DANE COUNTY (WKOW) – Many people trying to get to and through Black Earth now travel miles out of their way to get from one side of the town to the other after flooding on the Black Earth Creek washed out the Highway 14 bridges on the east and west sides of the village.
People who live here say they are encouraged with each bit of progress made by workers repairing those bridges.
“I drive in here every day and I look and say, ‘Oh yeah, they’ve made some progress,'” said Francine Rask, a volunteer at Heights Unlimited Community Resource Center. “Now you can look straight and you can see that there actually is a connection.”
The food bank shares a building with On the Go Tech on the west side of Black Earth. When flooding severely damaged the bridges, it was cut off from the rest of the community.
Adam Porter owns and operates On the Go Tech.

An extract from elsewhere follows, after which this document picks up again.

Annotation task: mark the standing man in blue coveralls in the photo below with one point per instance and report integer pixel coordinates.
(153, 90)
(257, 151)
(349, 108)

He initially thought the bridge would not be ready for traffic until 2019.
“Six to 12 months,” Porter estimated. “I figured we’d argue about accounting for about three months.”
He says he’s happy he’s wrong because his business, which adds after-market upgrades to vehicles, relies mostly on drive-by traffic.
He says business is down 90 percent since the flood.
“If the bridge doesn’t get repaired, the traffic is gonna be lower and you’re not going to see as many new faces,” Porter said.
Just a couple months ago, the bridge on the west side of town was mostly in the Black Earth Creek. Now that it’s coming together again, Porter sees it as a metaphor for the community reconnecting.
“Folks that have had a hard time dealing with the trauma of the destruction, it looked like a war zone for a couple weeks,” Porter said. “Getting the bridges open is going to help some of those people be able to get a sense of normal back.”
The $2.8 million project started on September 17th and is slated to be finished between November 15th and December 1st.
“Wonderful, we’re excited about that,” Rask said.